How do I place the zeros at the top of list and 1's in the last?

Question

I have written a code that takes place the zeros at the top of list and 1's at the end of it , but it increases the space and time complexity . How can I reduce the complexity of code.

Code:

array = [0, 1, 0, 1, 1, 0]
new_list = []
new_list1 = []
for i in array:
    if i == 0:
        new_list.append(i)
    else:
        new_list1.append(i)

print(new_list + new_list1)

Answer 1

with sum (in case you are allowed to use sum, not clear from the question )

array = [0, 1, 0, 1, 1, 0]
n_ones = sum(array)
new_array = [0 for _ in range(len(array) - n_ones)] + [1 for _ in range(n_ones)]
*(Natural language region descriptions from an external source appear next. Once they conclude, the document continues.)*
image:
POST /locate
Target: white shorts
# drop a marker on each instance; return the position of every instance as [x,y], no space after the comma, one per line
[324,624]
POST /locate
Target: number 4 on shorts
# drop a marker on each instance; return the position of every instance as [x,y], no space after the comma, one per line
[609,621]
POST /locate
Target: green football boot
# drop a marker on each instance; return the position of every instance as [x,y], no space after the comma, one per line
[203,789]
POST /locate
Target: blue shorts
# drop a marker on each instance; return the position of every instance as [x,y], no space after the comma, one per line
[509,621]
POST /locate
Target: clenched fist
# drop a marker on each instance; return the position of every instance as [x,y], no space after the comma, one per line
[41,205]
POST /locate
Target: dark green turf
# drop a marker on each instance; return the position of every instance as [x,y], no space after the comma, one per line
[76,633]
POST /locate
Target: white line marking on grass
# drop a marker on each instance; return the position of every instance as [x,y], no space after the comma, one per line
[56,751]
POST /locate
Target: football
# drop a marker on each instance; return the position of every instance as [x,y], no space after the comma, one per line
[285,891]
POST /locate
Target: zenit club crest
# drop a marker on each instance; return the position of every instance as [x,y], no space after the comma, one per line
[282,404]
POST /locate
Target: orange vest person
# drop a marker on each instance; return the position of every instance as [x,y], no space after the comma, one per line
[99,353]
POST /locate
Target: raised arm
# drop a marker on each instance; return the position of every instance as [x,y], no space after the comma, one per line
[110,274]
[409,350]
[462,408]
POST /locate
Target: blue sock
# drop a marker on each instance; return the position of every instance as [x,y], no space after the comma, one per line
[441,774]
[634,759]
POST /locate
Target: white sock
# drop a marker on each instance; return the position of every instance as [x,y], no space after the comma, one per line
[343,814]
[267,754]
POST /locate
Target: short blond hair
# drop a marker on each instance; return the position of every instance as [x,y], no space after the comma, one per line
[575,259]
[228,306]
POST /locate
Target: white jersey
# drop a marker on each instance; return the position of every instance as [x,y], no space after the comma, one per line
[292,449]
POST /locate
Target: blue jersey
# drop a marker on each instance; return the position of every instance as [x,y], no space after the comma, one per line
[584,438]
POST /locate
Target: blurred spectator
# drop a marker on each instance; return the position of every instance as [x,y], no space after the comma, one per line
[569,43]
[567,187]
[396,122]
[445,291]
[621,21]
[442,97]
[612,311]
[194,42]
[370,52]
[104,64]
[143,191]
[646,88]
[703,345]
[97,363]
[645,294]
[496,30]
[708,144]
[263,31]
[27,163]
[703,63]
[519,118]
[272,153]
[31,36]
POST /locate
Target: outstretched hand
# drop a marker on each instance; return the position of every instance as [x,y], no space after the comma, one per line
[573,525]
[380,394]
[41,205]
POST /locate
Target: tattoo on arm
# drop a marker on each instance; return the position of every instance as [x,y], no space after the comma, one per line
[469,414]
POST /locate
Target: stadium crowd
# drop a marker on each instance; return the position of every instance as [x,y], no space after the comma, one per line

Remark on booleans In python booleans are considered numeric types so you can do arithmetic as well. Working only with 0 and 1 as integers, so more structured data than boolean True and False, could give raise to performance "lack".

Notice also that python considers both boolean states as literals!

boolean approach

array = [0, 1, 0, 1, 1, 0]
n_ones = len([True for _ in array if bool(_)])
new_array = [0 for _ in range(len(array) - n_ones)] + [1 for _ in range(n_ones)]

Answer 2

An other way without count and keeping the loops could be that:

array = [0, 1, 0, 1, 1, 0]
new_list = []

for val in array:
    if val == 1:
        new_list.append(1)
    else:
        new_list.insert(0, 0)

>> [0, 0, 0, 1, 1, 1]

Answer 3

Slightly modifying your code:

array = [0, 1, 0, 1, 1, 0]
new_list = []
for i in array:
    if i == 0:
        new_list.append(i)
new_list.extend(1 for _ in range(len(array) - len(new_list)))
print(new_list)

Prints:

[0, 0, 0, 1, 1, 1]

Answer 4

If the output needs to be [0, 0, 0, 1, 1, 1]

you can do the following:

In [17]: 
array = [0, 1, 0, 1, 1, 0]
print([0] * array.count(0) + [1] * array.count(1))


Out[17]: [0, 0, 0, 1, 1, 1]